This is it- they are different mediums, albeit similar in some ways. When read as poetry, Riders is not great, but also not dreck, I have seen much worse. there is also a significant taste factor mixed in… some people just don’t like his music or lyrics.
As far as the music standing up, that is a 50/50 proposition with much of the Doors music, since there are some songs written specifically for the climate of the time. And Morrison can be extremely sophomoric at times. The guy loved to stir up trouble just for the sake of stirring things up to see what happens. There is some brilliance there, but also some WTF?!
Trap most things in your hads though and they’ll tend to squirm. Ever pick up a cat or a fish? They squirm too. Heck, pick up a child that doesn’t want to be picked up…wait, don’t do that. That’d be creepy
Does anybody remember a recording of Riders on the Storm, where there are spoken words about someone calling from a telephone booth saying he had just killed a man? I used to hear it on the radio in the late 70s.

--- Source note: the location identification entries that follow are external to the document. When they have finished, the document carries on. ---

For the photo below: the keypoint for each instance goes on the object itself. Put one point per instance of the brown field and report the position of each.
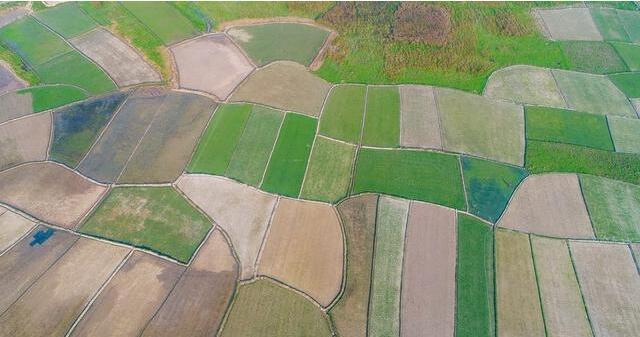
(24, 263)
(25, 140)
(420, 123)
(562, 303)
(54, 302)
(304, 249)
(549, 204)
(611, 287)
(284, 85)
(518, 304)
(49, 192)
(242, 211)
(197, 304)
(429, 273)
(216, 56)
(131, 298)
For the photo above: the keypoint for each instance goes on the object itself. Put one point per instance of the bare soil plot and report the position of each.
(125, 66)
(429, 271)
(49, 192)
(216, 56)
(304, 249)
(480, 126)
(25, 140)
(53, 303)
(610, 286)
(525, 84)
(275, 312)
(168, 143)
(285, 85)
(420, 121)
(570, 24)
(358, 215)
(592, 93)
(28, 259)
(198, 302)
(625, 133)
(384, 300)
(242, 211)
(131, 298)
(562, 304)
(518, 305)
(614, 207)
(549, 204)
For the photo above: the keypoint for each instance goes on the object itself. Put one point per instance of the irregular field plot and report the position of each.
(157, 218)
(426, 176)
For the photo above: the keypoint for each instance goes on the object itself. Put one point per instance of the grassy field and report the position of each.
(420, 175)
(474, 279)
(156, 218)
(553, 157)
(567, 126)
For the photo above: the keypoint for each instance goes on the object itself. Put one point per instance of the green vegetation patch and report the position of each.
(343, 112)
(53, 96)
(163, 20)
(250, 158)
(156, 218)
(329, 172)
(614, 208)
(382, 119)
(628, 83)
(67, 19)
(489, 186)
(554, 157)
(289, 159)
(594, 57)
(567, 126)
(274, 311)
(420, 175)
(76, 127)
(32, 41)
(216, 146)
(474, 279)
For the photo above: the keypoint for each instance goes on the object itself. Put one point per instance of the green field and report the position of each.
(156, 218)
(289, 158)
(419, 175)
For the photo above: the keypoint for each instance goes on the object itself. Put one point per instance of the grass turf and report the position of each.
(553, 157)
(216, 146)
(419, 175)
(489, 186)
(329, 173)
(567, 126)
(288, 162)
(156, 218)
(343, 112)
(475, 311)
(382, 118)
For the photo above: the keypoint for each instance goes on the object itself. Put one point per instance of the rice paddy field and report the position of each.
(352, 169)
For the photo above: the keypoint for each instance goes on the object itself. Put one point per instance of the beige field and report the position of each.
(242, 211)
(49, 192)
(549, 204)
(304, 249)
(429, 272)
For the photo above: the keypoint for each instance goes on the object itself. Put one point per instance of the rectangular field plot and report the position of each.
(252, 152)
(382, 118)
(420, 175)
(329, 172)
(518, 304)
(215, 149)
(343, 112)
(610, 286)
(289, 158)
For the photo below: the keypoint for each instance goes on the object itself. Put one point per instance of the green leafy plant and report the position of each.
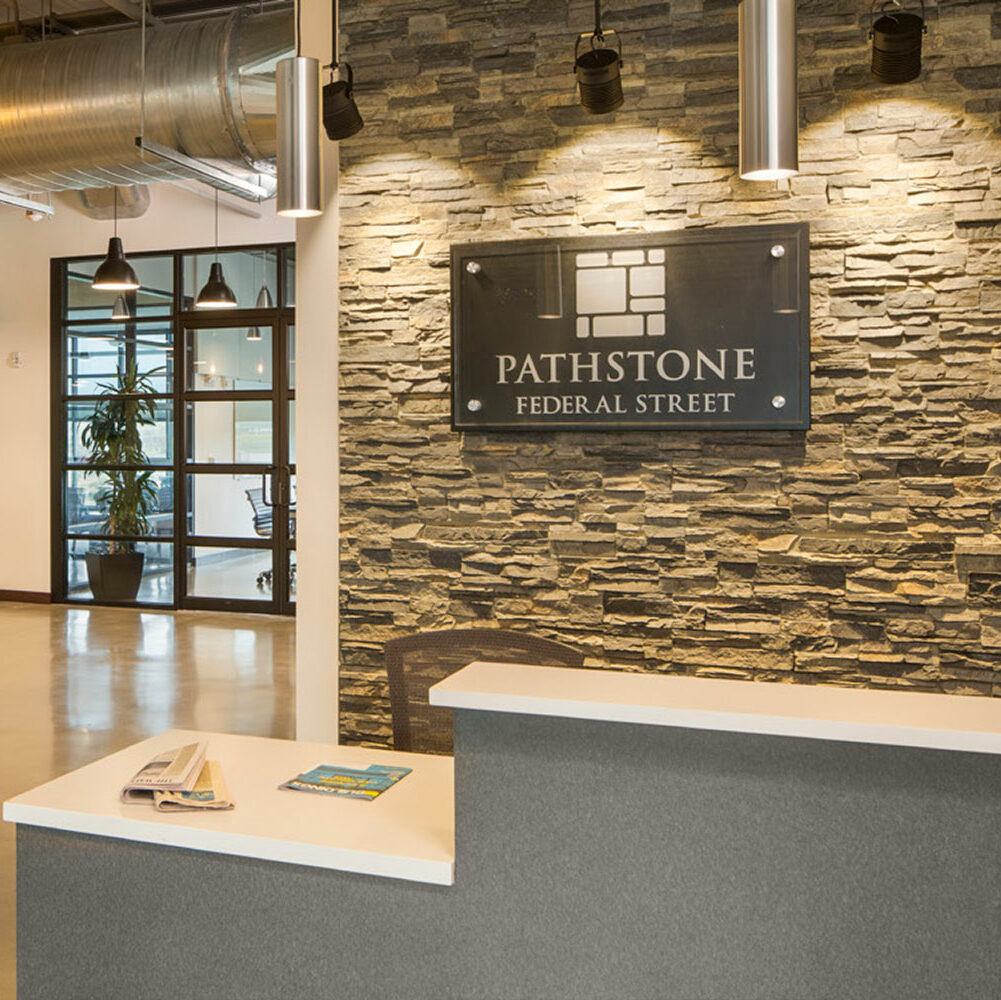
(113, 436)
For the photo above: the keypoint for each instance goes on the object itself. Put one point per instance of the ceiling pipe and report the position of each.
(70, 109)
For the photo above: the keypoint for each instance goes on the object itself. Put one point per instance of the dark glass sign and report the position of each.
(673, 329)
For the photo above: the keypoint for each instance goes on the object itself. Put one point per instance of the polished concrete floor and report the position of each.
(76, 684)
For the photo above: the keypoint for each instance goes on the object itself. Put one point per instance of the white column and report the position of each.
(318, 503)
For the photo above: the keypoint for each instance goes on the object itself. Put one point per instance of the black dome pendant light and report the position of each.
(598, 69)
(215, 293)
(115, 273)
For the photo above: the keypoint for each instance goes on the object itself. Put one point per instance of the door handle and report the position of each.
(271, 469)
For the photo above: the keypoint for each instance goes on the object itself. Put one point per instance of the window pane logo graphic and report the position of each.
(621, 294)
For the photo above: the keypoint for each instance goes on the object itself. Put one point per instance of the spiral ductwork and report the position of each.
(70, 108)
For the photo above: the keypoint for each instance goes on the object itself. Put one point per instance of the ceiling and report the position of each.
(72, 17)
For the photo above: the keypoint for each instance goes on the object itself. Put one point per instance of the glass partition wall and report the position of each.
(173, 448)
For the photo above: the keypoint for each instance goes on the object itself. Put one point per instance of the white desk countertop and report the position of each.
(406, 833)
(817, 712)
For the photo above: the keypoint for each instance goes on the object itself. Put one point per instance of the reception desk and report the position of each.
(616, 836)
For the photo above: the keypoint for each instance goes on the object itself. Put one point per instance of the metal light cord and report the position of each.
(142, 84)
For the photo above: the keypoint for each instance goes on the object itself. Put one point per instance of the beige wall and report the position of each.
(176, 218)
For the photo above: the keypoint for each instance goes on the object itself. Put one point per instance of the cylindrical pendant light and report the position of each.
(769, 115)
(300, 190)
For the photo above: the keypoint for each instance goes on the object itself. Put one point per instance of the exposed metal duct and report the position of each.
(70, 108)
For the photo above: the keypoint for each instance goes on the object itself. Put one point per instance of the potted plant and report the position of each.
(113, 437)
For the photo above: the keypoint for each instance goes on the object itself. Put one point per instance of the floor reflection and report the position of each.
(76, 684)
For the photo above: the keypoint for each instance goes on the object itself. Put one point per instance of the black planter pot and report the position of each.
(114, 578)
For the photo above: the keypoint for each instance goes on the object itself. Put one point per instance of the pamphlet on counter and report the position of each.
(328, 779)
(179, 779)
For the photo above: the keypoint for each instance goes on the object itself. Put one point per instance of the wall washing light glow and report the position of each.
(769, 105)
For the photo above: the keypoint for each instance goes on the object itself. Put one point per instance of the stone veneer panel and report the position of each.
(865, 552)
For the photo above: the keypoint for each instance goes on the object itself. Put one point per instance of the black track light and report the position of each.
(599, 69)
(341, 118)
(896, 37)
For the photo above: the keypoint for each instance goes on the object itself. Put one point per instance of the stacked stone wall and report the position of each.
(864, 552)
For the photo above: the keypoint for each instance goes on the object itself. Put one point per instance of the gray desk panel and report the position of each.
(595, 861)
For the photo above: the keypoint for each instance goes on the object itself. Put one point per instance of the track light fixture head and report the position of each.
(598, 69)
(341, 118)
(896, 36)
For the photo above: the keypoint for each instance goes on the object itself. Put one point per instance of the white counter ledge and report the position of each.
(816, 712)
(406, 833)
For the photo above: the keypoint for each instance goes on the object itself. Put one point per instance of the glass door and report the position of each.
(238, 475)
(198, 511)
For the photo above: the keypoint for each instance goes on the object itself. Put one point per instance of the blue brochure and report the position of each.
(328, 779)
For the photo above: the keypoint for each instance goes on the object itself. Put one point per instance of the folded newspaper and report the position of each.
(179, 779)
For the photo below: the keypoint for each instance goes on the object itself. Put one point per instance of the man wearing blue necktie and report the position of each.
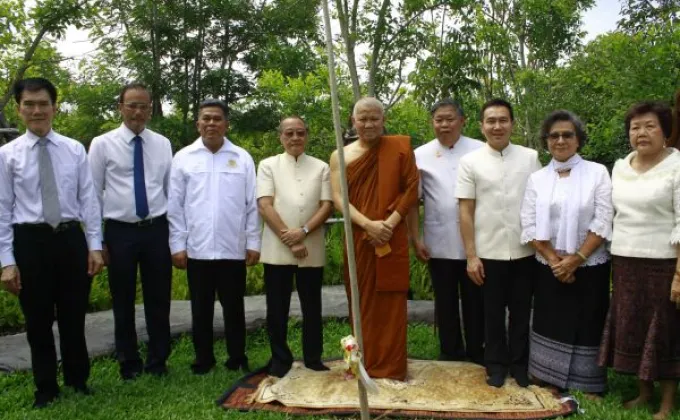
(46, 193)
(130, 167)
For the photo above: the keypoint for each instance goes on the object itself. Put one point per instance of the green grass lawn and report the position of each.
(182, 395)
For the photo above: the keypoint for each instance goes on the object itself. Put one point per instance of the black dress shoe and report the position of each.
(82, 389)
(43, 399)
(232, 364)
(317, 366)
(497, 380)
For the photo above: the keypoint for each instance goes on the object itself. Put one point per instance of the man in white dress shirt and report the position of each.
(46, 193)
(214, 232)
(294, 198)
(441, 246)
(131, 168)
(490, 189)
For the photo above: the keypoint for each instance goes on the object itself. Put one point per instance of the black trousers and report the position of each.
(131, 246)
(54, 283)
(228, 279)
(508, 284)
(278, 280)
(447, 276)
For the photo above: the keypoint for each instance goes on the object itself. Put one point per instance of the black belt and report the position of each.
(45, 226)
(142, 223)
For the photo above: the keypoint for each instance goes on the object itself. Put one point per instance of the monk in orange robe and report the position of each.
(382, 182)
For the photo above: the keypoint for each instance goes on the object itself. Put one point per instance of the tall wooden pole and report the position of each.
(351, 261)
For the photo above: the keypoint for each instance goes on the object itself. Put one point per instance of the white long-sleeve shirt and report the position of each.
(595, 209)
(212, 207)
(111, 158)
(496, 181)
(20, 196)
(647, 205)
(438, 166)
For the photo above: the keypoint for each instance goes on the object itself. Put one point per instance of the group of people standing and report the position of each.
(554, 236)
(500, 232)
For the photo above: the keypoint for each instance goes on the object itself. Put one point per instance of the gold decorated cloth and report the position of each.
(431, 386)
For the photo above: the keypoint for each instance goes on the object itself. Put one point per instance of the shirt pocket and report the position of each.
(67, 177)
(231, 181)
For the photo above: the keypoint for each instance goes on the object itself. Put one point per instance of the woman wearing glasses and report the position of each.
(567, 217)
(642, 333)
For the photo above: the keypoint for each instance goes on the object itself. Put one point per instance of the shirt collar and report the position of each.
(290, 158)
(34, 138)
(502, 153)
(227, 146)
(450, 148)
(128, 135)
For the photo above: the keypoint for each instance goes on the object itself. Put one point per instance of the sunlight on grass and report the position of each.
(182, 395)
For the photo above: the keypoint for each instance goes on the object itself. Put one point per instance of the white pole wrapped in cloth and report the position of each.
(351, 261)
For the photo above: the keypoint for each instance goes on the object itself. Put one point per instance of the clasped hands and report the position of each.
(293, 238)
(379, 232)
(565, 266)
(180, 259)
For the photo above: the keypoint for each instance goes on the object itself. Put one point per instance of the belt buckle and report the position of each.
(145, 222)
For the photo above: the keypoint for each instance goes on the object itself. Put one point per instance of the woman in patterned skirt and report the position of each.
(642, 332)
(567, 216)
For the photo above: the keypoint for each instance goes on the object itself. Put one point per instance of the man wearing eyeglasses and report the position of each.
(131, 168)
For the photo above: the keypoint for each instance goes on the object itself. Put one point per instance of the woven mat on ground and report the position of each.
(454, 390)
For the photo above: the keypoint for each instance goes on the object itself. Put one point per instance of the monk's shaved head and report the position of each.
(368, 102)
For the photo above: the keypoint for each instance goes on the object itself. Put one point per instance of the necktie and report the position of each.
(48, 186)
(141, 204)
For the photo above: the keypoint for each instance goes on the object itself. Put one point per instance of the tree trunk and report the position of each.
(156, 105)
(28, 56)
(377, 44)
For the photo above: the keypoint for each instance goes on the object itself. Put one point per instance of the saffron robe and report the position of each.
(381, 181)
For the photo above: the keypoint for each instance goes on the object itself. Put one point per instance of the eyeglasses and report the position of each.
(566, 135)
(135, 106)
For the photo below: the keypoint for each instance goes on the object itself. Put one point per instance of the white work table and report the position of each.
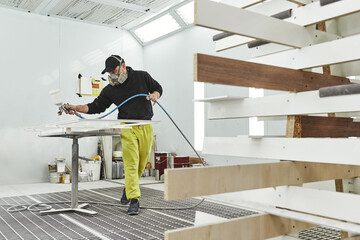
(80, 128)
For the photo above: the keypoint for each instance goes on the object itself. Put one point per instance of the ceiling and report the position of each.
(124, 14)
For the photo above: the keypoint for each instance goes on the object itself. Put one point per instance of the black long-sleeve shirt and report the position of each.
(137, 108)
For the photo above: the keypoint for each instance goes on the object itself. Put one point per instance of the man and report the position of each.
(136, 142)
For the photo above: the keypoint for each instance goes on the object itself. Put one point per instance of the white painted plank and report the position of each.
(303, 16)
(218, 99)
(342, 206)
(314, 13)
(228, 19)
(266, 8)
(202, 218)
(231, 42)
(348, 69)
(322, 150)
(242, 3)
(342, 50)
(267, 49)
(284, 104)
(301, 2)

Yes. It’s “The Hitchhiker”, the eleventh track on the “An American Prayer” album. IIRC it’s a recording of Jim making a faux-serious play-acting phone call to poet Michael McClure.
Jim Morrison wasn’t as pompous or as crazy as people like to think, or as Oliver Stone portrayed. Listen to some interviews with him sometime. He comes off quite down to Earth for someone who was as famous as he was. I don’t think the role of rockstar ever truly fit him well; and I think some of his more outrageous statements or moments were him trying to play a part that was expected of him, and that he didn’t really fit or feel comfortable in - hence the ever growing alcohol abuse. Jim was a film student and a filmmaker at heart - he knew his position expected a certain level of theater, and at times he delivered, leading to the outsized image he left behind. But the real man, the man you hear in interviews - not in print - comes off to me as thoughtful, rather intelligent, aloof, but most of all, shy. Yes, shy.
He was an awkward fat kid who never quite got over being such. He was much less pompous, pretentious and annoying to me than people like Cobain or Lennon, honestly. He never came off holier than thou or as if his way was the best, the most enlightened and only way, and those who disagreed were meathead peasants who “just don’t get it, man.” Lennon and Cobain I feel had a certain level of contempt for their audiences - and especially for those they disagreed with socially or politically. Jim, from what I have read, was rather open-minded, and agreeable. If he disagreed with you a tad he’d preface it by saying, “Yes, but…” Much more likable to me than Cobain or Lennon who put down their opposition as villains to be despised.
Interesting analysis, Reddy. Makes me think of another shy lead singer, R.E.M.'s Michael Stipe, though I don’t know if Stipe* is more “down to earth,” or more like how you described Lennon and Cobain. I would hope the former (and that is the impression I get).
Brian Wilson is another shy band leader/songwriter, but his case is sui generis.
*Like Morrison with his obesity, Stipe had said he was embarrassed about his acne as a teen. And, they both had itinerant military-base childhoods, IIRC.
Like Coleridge was on opium when he wrote most of his major poems, then.
Coleridge wrote a lot more lines of beautiful verse than Morrison ever did, but only because he was living in a time when gentlemen did not write songs.
Yes. When he was still alive, I read an interview where he said (I’m paraphrasing here from aging memory) “I meant it as theatrical performance, but I guess people thought I was crazy.” I think he was referring specifically to the silliness that resulted from the line “I am the Lizard King. I can do anything.”
The lyric on this song is great. I get a sinatra crooning vibe about something very dark. And the lyric enhances it and doesn’t get in the way. That’s the job of a lyric. It’s not to be poetry. Or unpretentious for that matter.
Lyrics aren’t poetry, they’re lyrics, and meant to be sung. And ‘Riders on the Storm’ is a much more entertaining tune when you sing it in Fred Schneider’s voice.
I honestly never listened to the lyrics. This is one of The Doors’ songs I consider basically an instrumental and Jim Morrison is just additional percussion.
When this was bumped, I somehow got “Riders on the Storm” confused with “Ghost Riders in the Sky.” So I was very confused that anyone would think the lyrics of the latter were poetry.
Yes, this is even though I participated in the thread during it’s initial run.